冒顿单于高兴地道:“爱妃难得见一次你们的人,今天一下子见了这么多,也难怪你如此兴奋。代王、项兄弟、羽仙姑娘和两位杨兄弟也难得来我匈奴一次,今日既然来了,不如就多留几天,好好地陪伴你们的公主,几位觉得如何?”鲁阳公主当即感激地道:“多谢单于成全!”随即对刘恒道:“恒儿,你们远道而来,姐姐正想好好招待你们,你就带大家在这里安心住几日吧。”刘恒与她感情甚深,又分别多年,一时也舍不得离去,便爽快地答应了。杨武、杨威与代王同心,自然是陪伴他一起。羽仙原是被掳而来,本想早些立刻这是非之地,不过现在看到冒顿单于通情达理,呼延巴琢已不敢对自己怎么样,又碰上一位可亲可敬的大汉公主,便打消了疑虑,同意暂住,项翼见妹妹同意了,自然不会拒绝。

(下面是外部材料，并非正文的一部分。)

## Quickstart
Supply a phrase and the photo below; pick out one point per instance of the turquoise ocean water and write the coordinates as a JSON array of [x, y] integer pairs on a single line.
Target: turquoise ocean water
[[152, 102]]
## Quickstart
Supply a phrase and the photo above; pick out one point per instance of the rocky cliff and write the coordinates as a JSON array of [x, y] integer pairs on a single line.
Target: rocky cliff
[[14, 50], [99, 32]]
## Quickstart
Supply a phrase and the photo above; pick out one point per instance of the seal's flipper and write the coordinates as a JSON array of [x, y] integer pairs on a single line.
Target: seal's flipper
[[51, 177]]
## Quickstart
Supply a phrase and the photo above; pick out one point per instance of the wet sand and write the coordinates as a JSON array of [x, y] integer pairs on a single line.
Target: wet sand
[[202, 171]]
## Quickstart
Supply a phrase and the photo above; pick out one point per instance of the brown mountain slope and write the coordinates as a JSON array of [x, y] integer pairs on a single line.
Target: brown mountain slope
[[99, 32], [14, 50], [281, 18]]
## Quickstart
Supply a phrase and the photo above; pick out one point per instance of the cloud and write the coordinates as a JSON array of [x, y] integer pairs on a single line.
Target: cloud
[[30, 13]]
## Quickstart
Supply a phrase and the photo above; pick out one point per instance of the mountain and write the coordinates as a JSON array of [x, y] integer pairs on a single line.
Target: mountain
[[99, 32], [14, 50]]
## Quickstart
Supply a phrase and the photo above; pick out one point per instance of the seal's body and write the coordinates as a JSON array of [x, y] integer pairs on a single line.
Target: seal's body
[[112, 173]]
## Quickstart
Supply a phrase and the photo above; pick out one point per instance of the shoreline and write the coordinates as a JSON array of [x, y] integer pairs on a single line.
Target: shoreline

当下,鲁阳公主辞别了冒顿单于,领着大家回到她的宿帐内,吩咐仆人上前伺候。众人席地而坐,尽情欢谈,甚为畅快。鲁阳公主首先询问项翼、刘恒是怎么结识的,又是如何到这里来的,这二人便把此中经过一五一十地告诉了她。鲁阳公主大为感慨,叹道:“这真是机缘巧合,恒儿能结识这样的义兄实属难得啊。”同时也对项翼寄予厚望:“今我大汉被吕后所控,诸吕猖狂,刘氏甚危,项兄弟武功卓绝,有胆有识,但愿能帮助恒儿扶汉安刘。”羽仙大为庆幸,心道:“若不是翼哥哥结识了代王,自己恐怕就不会获救了。”当下便对他们的相识相交称赞不已,对刘恒的大恩大德感激不尽。刘恒、项翼甚为开心。
鲁阳公主本就对羽仙十分叹服,又见她举止大方,谈吐不俗,更加喜爱,便专一与她交谈,羽仙也乐于与她亲近,不多时,这二人便互成知己,亲若姐妹了,项翼、刘恒、杨武、杨威都很高兴。
当晚,鲁阳公主留羽仙在自己帐内住宿,刘恒、杨威、杨威则被冒顿单于另行安排了住处,与鲁阳公主相距不远。众人大事已了,又受到人家的厚待,便安心留住了。